Once again this year, SailGP makes its final European stop for the season in colourful Cádiz, Spain. Returning to the city makes a lot of sense. Cádiz is almost completely surrounded by water making it ideal for the close-to-shore sailing action that SailGP is famous for. Believed to be Europe’s oldest inhabited city, archaeological remains were found in the area that date back as far as the 8th century BC. Times have changed, but Cádiz remains ever appealing. It’s a buzzing city, and during Sail GP the extra visitors’ voices and accents from all over the world add to the cacophony of sounds that fill the winding streets. It’s quite difficult to believe that this vibrant city is home to one of the quietest places on earth.
Libraries gave us power…
This unusually silent chamber can be found at the University of Cádiz. Often referred to as UCA and known as Universidad de Cádiz in Spanish, it’s a popular public university that was officially established in 1979, with origins that can be traced as far back as the 15th century. Comprising of four campuses, the main Cádiz campus is located on the quaint streets of the old city beside Caleta beach. So perhaps it’s not only the strong academic reputation that makes the university popular with both Spanish and international students!
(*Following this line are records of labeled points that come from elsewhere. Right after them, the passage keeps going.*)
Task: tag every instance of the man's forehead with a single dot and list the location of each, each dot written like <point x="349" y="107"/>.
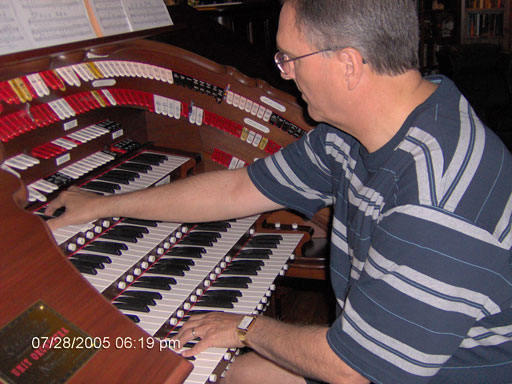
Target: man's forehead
<point x="288" y="29"/>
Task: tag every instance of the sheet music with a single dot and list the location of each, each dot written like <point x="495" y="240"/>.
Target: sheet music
<point x="143" y="14"/>
<point x="31" y="24"/>
<point x="111" y="16"/>
<point x="12" y="37"/>
<point x="52" y="22"/>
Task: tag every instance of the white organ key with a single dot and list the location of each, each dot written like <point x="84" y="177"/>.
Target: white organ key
<point x="28" y="158"/>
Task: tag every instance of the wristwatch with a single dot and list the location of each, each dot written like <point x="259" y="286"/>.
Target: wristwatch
<point x="244" y="326"/>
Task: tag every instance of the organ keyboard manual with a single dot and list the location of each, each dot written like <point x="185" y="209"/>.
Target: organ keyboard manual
<point x="100" y="302"/>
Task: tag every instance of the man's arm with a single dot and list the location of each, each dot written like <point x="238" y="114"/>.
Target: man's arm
<point x="300" y="349"/>
<point x="209" y="196"/>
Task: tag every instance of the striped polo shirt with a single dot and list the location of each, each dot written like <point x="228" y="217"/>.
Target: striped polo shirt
<point x="421" y="242"/>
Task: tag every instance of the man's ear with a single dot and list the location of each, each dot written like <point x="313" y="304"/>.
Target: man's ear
<point x="352" y="62"/>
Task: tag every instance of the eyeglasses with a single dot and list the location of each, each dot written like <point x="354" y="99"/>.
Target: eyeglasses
<point x="283" y="61"/>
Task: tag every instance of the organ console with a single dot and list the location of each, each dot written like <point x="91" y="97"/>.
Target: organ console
<point x="99" y="302"/>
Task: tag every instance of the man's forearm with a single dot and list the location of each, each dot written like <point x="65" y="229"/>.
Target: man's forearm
<point x="206" y="197"/>
<point x="301" y="349"/>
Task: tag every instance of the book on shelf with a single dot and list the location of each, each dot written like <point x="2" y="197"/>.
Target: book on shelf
<point x="484" y="25"/>
<point x="484" y="4"/>
<point x="31" y="24"/>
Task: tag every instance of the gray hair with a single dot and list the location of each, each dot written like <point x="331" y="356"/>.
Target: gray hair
<point x="385" y="32"/>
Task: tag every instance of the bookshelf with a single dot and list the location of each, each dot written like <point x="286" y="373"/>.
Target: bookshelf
<point x="486" y="22"/>
<point x="439" y="27"/>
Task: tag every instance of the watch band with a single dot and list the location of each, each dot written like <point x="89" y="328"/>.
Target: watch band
<point x="244" y="327"/>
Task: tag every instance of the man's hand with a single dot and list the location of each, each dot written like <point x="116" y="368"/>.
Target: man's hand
<point x="215" y="329"/>
<point x="81" y="207"/>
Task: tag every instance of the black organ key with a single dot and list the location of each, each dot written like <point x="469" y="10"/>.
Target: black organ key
<point x="136" y="167"/>
<point x="142" y="222"/>
<point x="91" y="263"/>
<point x="123" y="173"/>
<point x="155" y="282"/>
<point x="113" y="235"/>
<point x="241" y="270"/>
<point x="170" y="270"/>
<point x="196" y="241"/>
<point x="194" y="252"/>
<point x="149" y="158"/>
<point x="222" y="292"/>
<point x="133" y="318"/>
<point x="215" y="302"/>
<point x="232" y="282"/>
<point x="135" y="300"/>
<point x="176" y="261"/>
<point x="101" y="186"/>
<point x="132" y="306"/>
<point x="143" y="294"/>
<point x="93" y="257"/>
<point x="205" y="235"/>
<point x="83" y="268"/>
<point x="114" y="179"/>
<point x="247" y="263"/>
<point x="218" y="226"/>
<point x="133" y="228"/>
<point x="255" y="254"/>
<point x="109" y="247"/>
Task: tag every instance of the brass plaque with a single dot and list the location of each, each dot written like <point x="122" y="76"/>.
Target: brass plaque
<point x="41" y="346"/>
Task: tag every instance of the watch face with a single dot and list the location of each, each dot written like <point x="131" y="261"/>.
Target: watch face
<point x="246" y="321"/>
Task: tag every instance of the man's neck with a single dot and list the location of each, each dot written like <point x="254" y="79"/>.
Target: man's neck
<point x="384" y="104"/>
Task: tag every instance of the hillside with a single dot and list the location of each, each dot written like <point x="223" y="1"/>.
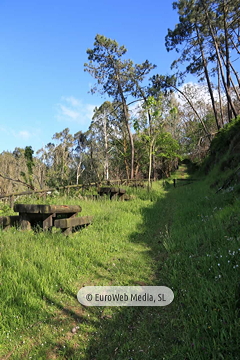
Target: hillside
<point x="186" y="238"/>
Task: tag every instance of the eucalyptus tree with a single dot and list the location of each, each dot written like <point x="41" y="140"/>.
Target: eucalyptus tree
<point x="116" y="77"/>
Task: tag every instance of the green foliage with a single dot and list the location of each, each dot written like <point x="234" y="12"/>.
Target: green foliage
<point x="166" y="146"/>
<point x="185" y="238"/>
<point x="224" y="145"/>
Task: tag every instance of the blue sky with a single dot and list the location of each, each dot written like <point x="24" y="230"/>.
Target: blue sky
<point x="43" y="86"/>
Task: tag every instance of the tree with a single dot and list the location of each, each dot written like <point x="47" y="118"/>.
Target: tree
<point x="116" y="77"/>
<point x="205" y="37"/>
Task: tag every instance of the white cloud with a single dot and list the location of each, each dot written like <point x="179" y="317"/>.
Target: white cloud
<point x="72" y="100"/>
<point x="72" y="109"/>
<point x="24" y="134"/>
<point x="68" y="112"/>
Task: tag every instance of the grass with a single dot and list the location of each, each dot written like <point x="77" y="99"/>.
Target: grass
<point x="186" y="238"/>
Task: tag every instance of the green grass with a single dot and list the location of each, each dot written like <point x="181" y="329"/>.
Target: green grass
<point x="186" y="238"/>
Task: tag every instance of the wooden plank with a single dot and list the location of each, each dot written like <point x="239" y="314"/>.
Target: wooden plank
<point x="9" y="220"/>
<point x="122" y="191"/>
<point x="48" y="222"/>
<point x="76" y="221"/>
<point x="46" y="209"/>
<point x="24" y="221"/>
<point x="67" y="231"/>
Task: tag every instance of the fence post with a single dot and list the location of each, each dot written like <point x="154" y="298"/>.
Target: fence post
<point x="11" y="201"/>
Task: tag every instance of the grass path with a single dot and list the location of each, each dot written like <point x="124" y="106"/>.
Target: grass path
<point x="185" y="238"/>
But we’re concentrating on one particular institute within UCA; the University Institute for Research in Applied Linguistics. Shortened to ILA, it’s a research centre that focuses on the social and academic needs related to speech and languages, with sound and acoustics playing an important role. Since its’ opening at the end of 2012, ILI has been recognised for excellence internally as a group within UCA and has also received external rewards and accolades for cutting edge R&D projects.
Within ILA, there are four specific offices that focus on 1) linguistic consultancy and advice, 2) clinical linguistics, 3) forensic linguistics and 4) language technologies and industries, and these are supported by two laboratories; one for phonetics and one for computational linguistics.